Pub Date: Feb. 1st, 2003
ISBN: 0-684-84449-4
Publisher: Simon & Schuster

Scottish novelist and storywriter Galloway (Where You Find It, 2002, etc.) brings us the life and work of Clara Schumann in an impassioned fictional biography.

Young Clara Wieck of Leipzig is her egotistical father’s prize piano pupil: by the time she’s seven, he is molding her into the severely disciplined performer she’ll be for the rest of her life. Her mother, a singer, is sent away and superfluously divorced as the father-daughter duo systematically conquers Europe with Clara’s bafflingly precocious performances of Schubert and Beethoven.

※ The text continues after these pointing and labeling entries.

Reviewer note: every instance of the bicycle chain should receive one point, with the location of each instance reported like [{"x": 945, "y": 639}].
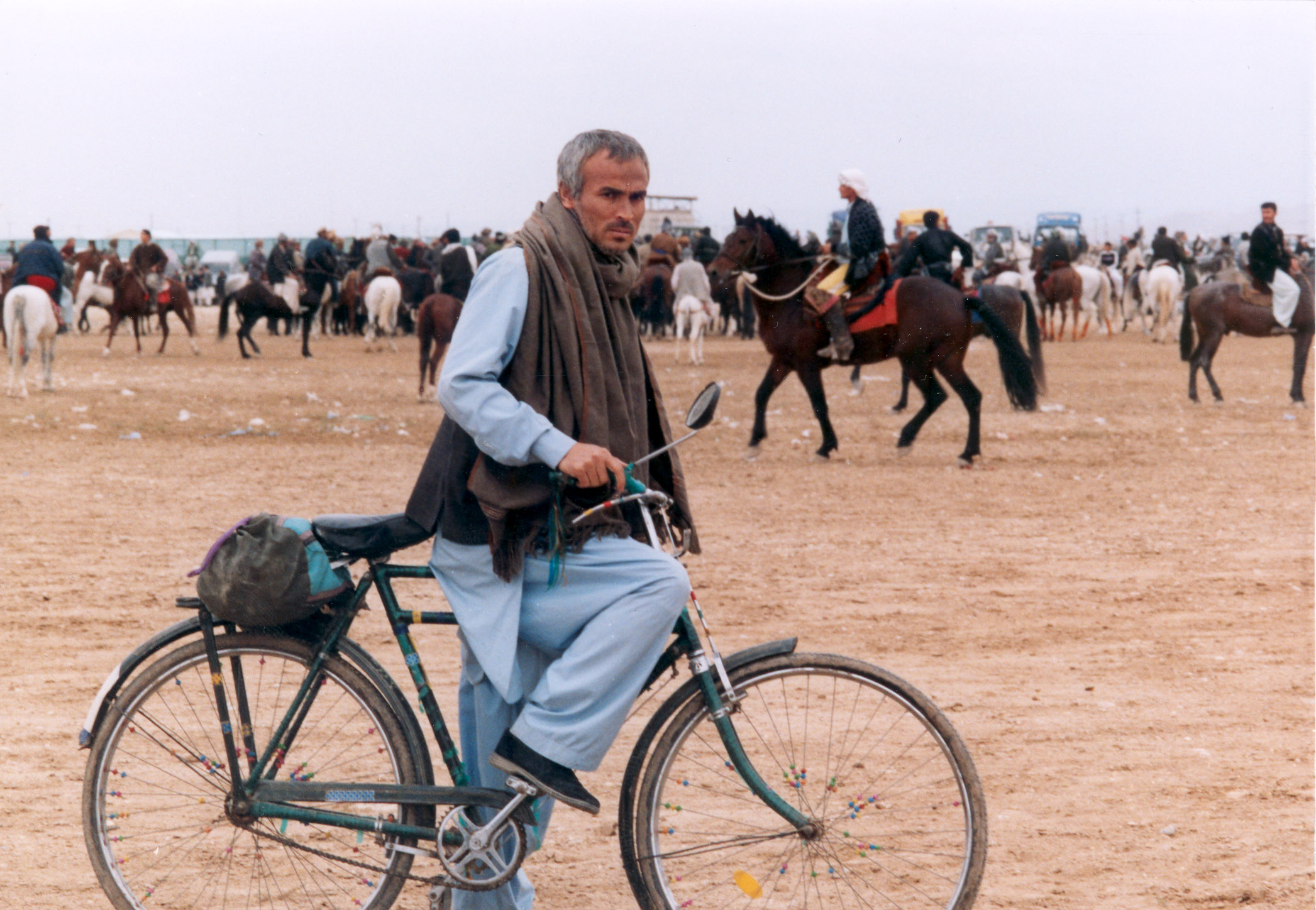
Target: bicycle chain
[{"x": 434, "y": 880}]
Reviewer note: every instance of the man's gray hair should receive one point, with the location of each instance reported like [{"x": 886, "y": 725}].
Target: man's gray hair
[{"x": 585, "y": 146}]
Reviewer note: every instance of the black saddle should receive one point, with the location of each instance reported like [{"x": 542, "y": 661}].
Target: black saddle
[{"x": 367, "y": 537}]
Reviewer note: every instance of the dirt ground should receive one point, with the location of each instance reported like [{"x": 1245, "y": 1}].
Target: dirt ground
[{"x": 1114, "y": 608}]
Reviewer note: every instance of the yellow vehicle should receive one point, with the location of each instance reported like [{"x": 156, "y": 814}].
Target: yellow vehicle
[{"x": 914, "y": 219}]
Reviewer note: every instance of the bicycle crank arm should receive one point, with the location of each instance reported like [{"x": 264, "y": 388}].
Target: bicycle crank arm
[{"x": 407, "y": 793}]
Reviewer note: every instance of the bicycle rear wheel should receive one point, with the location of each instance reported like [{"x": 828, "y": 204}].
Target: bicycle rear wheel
[
  {"x": 897, "y": 805},
  {"x": 154, "y": 792}
]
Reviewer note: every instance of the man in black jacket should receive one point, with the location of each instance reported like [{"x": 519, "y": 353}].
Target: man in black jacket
[
  {"x": 1268, "y": 261},
  {"x": 705, "y": 248},
  {"x": 861, "y": 245},
  {"x": 935, "y": 246}
]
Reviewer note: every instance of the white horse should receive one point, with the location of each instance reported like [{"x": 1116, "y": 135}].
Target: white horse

When Herr Wieck takes on the patronage of the brilliant, dreamy pianist and composer Robert Schumann, ten years Clara’s senior, there’s a shift in the dynamics of power, and the pubescent girl and Romantic roué fall in love, eventually marrying against her father’s menacing wishes. Midway in the story, Galloway, who has immersed herself in the diaries and letters of these characters to the point of surfeit (she sparks her decorative narrative with breathy exclamations and stream-of-consciousness questions), shifts into overdrive, discovering in Robert’s fits of ardor and despair a key to the tale that Clara’s own sober, diffident personality can’t provide. Brittle, compulsive, engorged on the idea of art for art’s sake—Dear God! Wasn’t Robert an artist, a Great Man?—Robert gradually loses his grip on reality, making it essential that Clara continue her dogged performances from Russia to England in order to keep their bloated household of seven children running. Liszt, Mendelssohn, Chopin, even Wagner waltz through the pages like Halloween trick-or-treaters, and the reader had better have at least a passing knowledge of musical history and composition. Do we ever learn whether Clara possesses true passion or just plays like a dutiful machine? In the end, Clara’s quest to be the Good Wife comes to naught as Robert is institutionalized, giving a sorrowful, nearly hollow note to Galloway’s wildly imagined tale of soured genius.

Still, the sound of Great Personalities clashing makes a rollicking good read.